Production Checklist

Before going live:

• Use a multi-node Kubernetes cluster.
• Confirm storage classes and backup policies.
• Use RWX-capable storage for shared UI volumes and nats-hub-config in multi-node production.
• Change the default values in the nats-credentials and postgres-credentials Secrets.
• Configure ingress TLS.
• Confirm the UI is reachable through http://<node-address>:30080/ or through your ingress/load balancer.
• Activate the Proxus license.
• Keep each gateway deployment singleton.
• Verify that JetStream streams run with three replicas (nats stream report should show every stream as R=3).
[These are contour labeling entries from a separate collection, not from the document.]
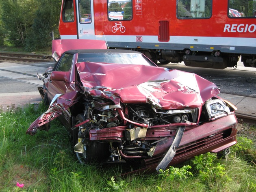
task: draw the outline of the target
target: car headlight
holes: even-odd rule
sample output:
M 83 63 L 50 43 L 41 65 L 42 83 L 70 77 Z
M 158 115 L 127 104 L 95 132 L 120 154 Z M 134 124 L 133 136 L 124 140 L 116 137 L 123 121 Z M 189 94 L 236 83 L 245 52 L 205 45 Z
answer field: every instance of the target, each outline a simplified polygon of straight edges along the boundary
M 205 104 L 209 118 L 213 117 L 230 112 L 226 103 L 221 99 L 215 99 L 207 101 Z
• Verify Pod Disruption Budgets keep at least two NATS pods and one UI pod available during a node drain.
• Confirm Prometheus is scraping the NATS metrics endpoint on port 7777.
• Verify UI failover.
• Verify PostgreSQL failover.
• Verify ClickHouse replica recovery.
• Verify NATS pod recovery.
• Document your restore procedure.
• Monitor pod health, storage usage, database health, and application logs.